Summary. The problem of analysing longitudinal data that are complicated by possibly informative drop‐out has received considerable attention in the statistical literature. Most researchers have concentrated on either methodology or application, but we begin this paper by arguing that more attention could be given to study objectives and to the relevant targets for inference. Next we summarize a variety of approaches that have been suggested for dealing with drop‐out. A long‐standing concern in this subject area is that all methods require untestable assumptions. We discuss circumstances in which we are willing to make such assumptions and we propose a new and computationally efficient modelling and analysis procedure for these situations. We assume a dynamic linear model for the expected increments of a constructed variable, under which subject‐specific random effects follow a martingale process in the absence of drop‐out. Informal diagnostic procedures to assess the tenability of the assumption are proposed.
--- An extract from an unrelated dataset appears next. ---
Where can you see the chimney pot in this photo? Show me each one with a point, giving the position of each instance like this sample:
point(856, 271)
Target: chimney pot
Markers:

The paper is completed by simulations and a comparison of our method and several alternatives in the analysis of data from a trial into the treatment of schizophrenia, in which approximately 50% of recruited subjects dropped out before the final scheduled measurement time.

Suggested Citation

  • Peter Diggle & Daniel Farewell & Robin Henderson, 2007. "Analysis of longitudinal data with drop‐out: objectives, assumptions and a proposal," Journal of the Royal Statistical Society Series C, Royal Statistical Society, vol. 56(5), pages 499-550, November.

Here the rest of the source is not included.